Pour certains agripreneurs et fonctionnaires, Yves-Fernand Manfoumbi est l’un des «meilleurs ministres de l’Agriculture». © Gabonreview

 

Deux jours après le réaménagement technique du gouvernement Issozé Ngondet II ayant enregistré la sortie de ses rangs du ministre de l’Agriculture et de l’Élevage, chargé du Programme Graine, un regroupement composé d’une centaine d’agripreneurs a exprimé sa profonde tristesse à travers un communiqué diffusé sur les réseaux sociaux. Cette plateforme affirme qu’elle gardera de l’ex-ministre «le souvenir de ce fils du village qui s’est battu pour donner un autre visage à notre secteur agricole et su lui redonner ses lettres de noblesse».

Merci, merci et mercis

Poursuivant leur propos, les agripreneurs remercient Yves-Fernand Manfoumbi pour «les réformes courageuses et fortes entreprises au sein du ministère de l’Agriculture». Selon eux, «le ministère de l’Agriculture devient un ministère convoité, or, hier, certains pensaient qu’être nommé ministre de l’Agriculture était une sanction». Ils affirment aussi être reconnaissants à Yves-Fernand Manfoumbi d’avoir été «le premier Ministre de l’Agriculture à décorer et récompenser les agriculteurs, les éleveurs et les transformateurs pour leur abnégation et pour le travail abattu».
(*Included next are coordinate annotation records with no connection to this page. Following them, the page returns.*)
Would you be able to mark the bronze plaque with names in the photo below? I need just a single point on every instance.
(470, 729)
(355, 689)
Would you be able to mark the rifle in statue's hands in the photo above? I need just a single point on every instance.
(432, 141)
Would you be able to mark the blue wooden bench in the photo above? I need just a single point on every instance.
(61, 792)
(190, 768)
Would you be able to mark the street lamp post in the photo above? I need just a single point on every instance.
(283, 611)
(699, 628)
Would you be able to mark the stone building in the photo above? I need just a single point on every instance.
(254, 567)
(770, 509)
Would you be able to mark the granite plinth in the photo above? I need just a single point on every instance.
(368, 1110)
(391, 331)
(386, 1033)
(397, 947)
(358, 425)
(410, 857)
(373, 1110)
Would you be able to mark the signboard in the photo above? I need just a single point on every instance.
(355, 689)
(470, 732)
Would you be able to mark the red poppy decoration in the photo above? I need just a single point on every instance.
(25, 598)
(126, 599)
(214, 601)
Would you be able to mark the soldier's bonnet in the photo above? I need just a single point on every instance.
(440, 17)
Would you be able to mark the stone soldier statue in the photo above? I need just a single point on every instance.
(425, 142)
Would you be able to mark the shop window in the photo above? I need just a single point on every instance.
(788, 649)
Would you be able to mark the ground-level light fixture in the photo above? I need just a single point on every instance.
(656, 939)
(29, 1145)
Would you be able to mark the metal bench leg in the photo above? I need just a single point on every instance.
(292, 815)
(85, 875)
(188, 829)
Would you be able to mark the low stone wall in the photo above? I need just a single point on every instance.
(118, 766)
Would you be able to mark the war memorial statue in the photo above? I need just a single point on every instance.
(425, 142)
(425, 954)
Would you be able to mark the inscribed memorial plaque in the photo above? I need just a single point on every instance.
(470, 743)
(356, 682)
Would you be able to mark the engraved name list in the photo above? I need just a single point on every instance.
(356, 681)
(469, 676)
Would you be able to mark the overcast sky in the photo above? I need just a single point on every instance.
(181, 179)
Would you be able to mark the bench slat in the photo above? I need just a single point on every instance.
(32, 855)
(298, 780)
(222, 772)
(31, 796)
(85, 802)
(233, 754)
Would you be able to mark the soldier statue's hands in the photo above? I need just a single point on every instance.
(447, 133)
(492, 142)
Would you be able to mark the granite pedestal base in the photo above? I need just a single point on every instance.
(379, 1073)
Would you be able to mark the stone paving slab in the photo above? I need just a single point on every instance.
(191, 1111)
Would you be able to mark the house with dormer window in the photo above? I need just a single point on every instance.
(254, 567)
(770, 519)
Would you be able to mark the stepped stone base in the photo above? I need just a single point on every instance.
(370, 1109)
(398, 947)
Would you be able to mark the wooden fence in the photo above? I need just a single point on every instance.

Le communiqué poursuit : «Monsieur le Ministre, vous avez réussi à devenir l’interlocuteur des acteurs du secteur agricole (…) et nous nous souviendrons de vos séjours dans le Gabon profond, à l’exemple du Woleu-Ntem et de l’Ogooué-Ivindo, mais aussi de vos rencontres avec les agripreneurs des différentes provinces du Gabon qui, à chaque déplacement, vous ont accueilli à bras ouverts». Le départ du «meilleur ministre de l’Agriculture» qui avait su s’oublier lui-même pour offrir une vision bénéfique au secteur agricole attriste profondément les milieux agricoles du pays.

Tristesse dans les milieux agricoles et dans l’administration du ministère

En effet, au-delà des agripreneurs, des membres de l’administration, des responsables de service, au ministère de l’Agriculture disent aussi leur déception après cette éviction. «Le ministre Manfoumbi avait su établir une coopération fructueuse et avantageuse avec des organismes et partenaires au développement comme l’Organisation des Nations-Unies pour l’Alimentation et l’Agriculture (FAO) ; honnêtement, si on avait regardé le travail qu’il abattait comme ministre, on ne l’aurait pas sorti du Gouvernement. Ici, au ministère, nous sommes tristes». Un de ses proches collaborateurs ayant assisté à la cérémonie «querellée» affirme qu’il s’agissait d’une cérémonie du pardon. «Le ministre est allé demander pardon aux aînés et aux ancêtres, et, à cette occasion, il n’a fait que suivre le rituel que lui dictait le maître de cérémonie : s’agenouiller, se rouler par terre, chanter un chant initiatique et recevoir le pardon, puis la bénédiction». Il ajoute : «si vous regardez le film de la cérémonie, vous verrez que d’autres personnes font la même chose ; c’est un rituel lié au pardon et à la bénédiction».

Avant Yves-Fernand Manfoumbi, d’autres membres du gouvernement, à l’instar de Biendi Maganga Moussavou et de Guy-Bertrand Mapangou, s’étaient aussi illustrés dans des cérémonies traditionnelles. Après quatre années au poste de directeur général du Budget, Yves-Fernand Manfoumbi, chantre de la «Ngounié Forte», avait été désigné Coordonnateur du Bureau de suivi du Plan stratégique Gabon émergent (PSGE) avant de faire son entrée au gouvernement au lendemain de l’élection présidentielle, le 2 octobre 2016. Il y sera resté seize mois et dix-huit jours.